Tuesday, December 2, 2008

Georgia Senate Race Called For Saxby Chambliss

As I write this, with 92% of precincts reporting, incumbent Republican Senator, Saxby Chambliss is leading the Democratic challenger, Jim Martin, 1,113,017  to 809,974.

Turnout was light throughout the state Tuesday. A spokesman for Secretary of State Karen Handel predicted between 18 and 20 percent of the state's 5.75 million registered voters would cast ballots — far less than the 65 percent who voted in last month's general election.

Martin made the economy the centerpiece of his bid, casting himself as a champion for the neglected middle class. He also linked himself at every opportunity to Barack Obama and his message of change. The Democratic president elect was a no-show on the campaign trail in Georgia but did record a radio ad and automated phone calls for Martin.

In the end, Martin, a 63-year-old former state lawmaker from Atlanta, wasn't able to get Obama voters back to the polls in large enough numbers to overcome the Republican advantage in Georgia, which has become an increasingly a reliable red state since 2002.

Chambliss' argument that he's needed as a firewall to Democratic dominance in Washington resonated with some voters.

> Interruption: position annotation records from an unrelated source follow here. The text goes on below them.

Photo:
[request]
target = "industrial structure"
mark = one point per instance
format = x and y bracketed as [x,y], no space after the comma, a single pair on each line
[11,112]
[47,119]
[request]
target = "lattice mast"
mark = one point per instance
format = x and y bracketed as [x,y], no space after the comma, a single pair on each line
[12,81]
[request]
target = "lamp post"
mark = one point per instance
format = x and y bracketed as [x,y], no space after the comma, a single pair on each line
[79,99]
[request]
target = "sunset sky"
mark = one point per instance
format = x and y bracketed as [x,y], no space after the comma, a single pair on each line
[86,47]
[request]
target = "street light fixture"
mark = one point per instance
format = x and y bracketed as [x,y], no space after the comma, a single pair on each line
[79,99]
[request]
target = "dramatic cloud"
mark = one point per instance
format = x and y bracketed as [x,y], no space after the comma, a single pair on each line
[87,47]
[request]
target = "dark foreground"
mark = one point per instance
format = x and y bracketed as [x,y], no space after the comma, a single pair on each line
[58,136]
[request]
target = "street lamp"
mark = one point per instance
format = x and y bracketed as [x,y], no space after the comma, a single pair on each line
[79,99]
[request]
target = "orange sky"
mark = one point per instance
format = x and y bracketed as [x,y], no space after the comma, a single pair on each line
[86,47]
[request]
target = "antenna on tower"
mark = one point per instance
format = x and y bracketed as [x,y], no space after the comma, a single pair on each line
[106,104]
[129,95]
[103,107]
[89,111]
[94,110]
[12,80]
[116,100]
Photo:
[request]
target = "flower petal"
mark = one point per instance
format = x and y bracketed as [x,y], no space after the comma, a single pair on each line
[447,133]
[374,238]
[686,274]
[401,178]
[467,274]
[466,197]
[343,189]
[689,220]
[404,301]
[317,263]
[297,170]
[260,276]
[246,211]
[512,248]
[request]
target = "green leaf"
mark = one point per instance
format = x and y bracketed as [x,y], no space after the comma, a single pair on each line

Murray Gottlieb, 54, a caterer in Savannah, said he voted for Chambliss because he doesn't want complete Democratic control of the Senate.

"I support Barack Obama now. I hope he's the best president we've ever had and we get out of the funk we're in, but I don't want to give him that much power," Gottlieb said after casting his ballot at a church in Savannah.

The race is already being picked apart and analyzed as Republicans and Democrats look towards 2010

From FiveThirtyEight.com:

A disappointing night for Democrats. On November 4th, Democrats became the de facto ruling party ... circa 2006 or so, the Dems got very good at figuring out what sort of messaging works when you're in the minority, but that's very different from the sort of messaging you have to do when you're in the majority. There's going to be a temptation in some circles to write this one off to poor African-American turnout or whatever, and that certainly is a large portion of the story. But I think the Democrats need to think carefully about what went wrong here as they begin to gear up for 2010.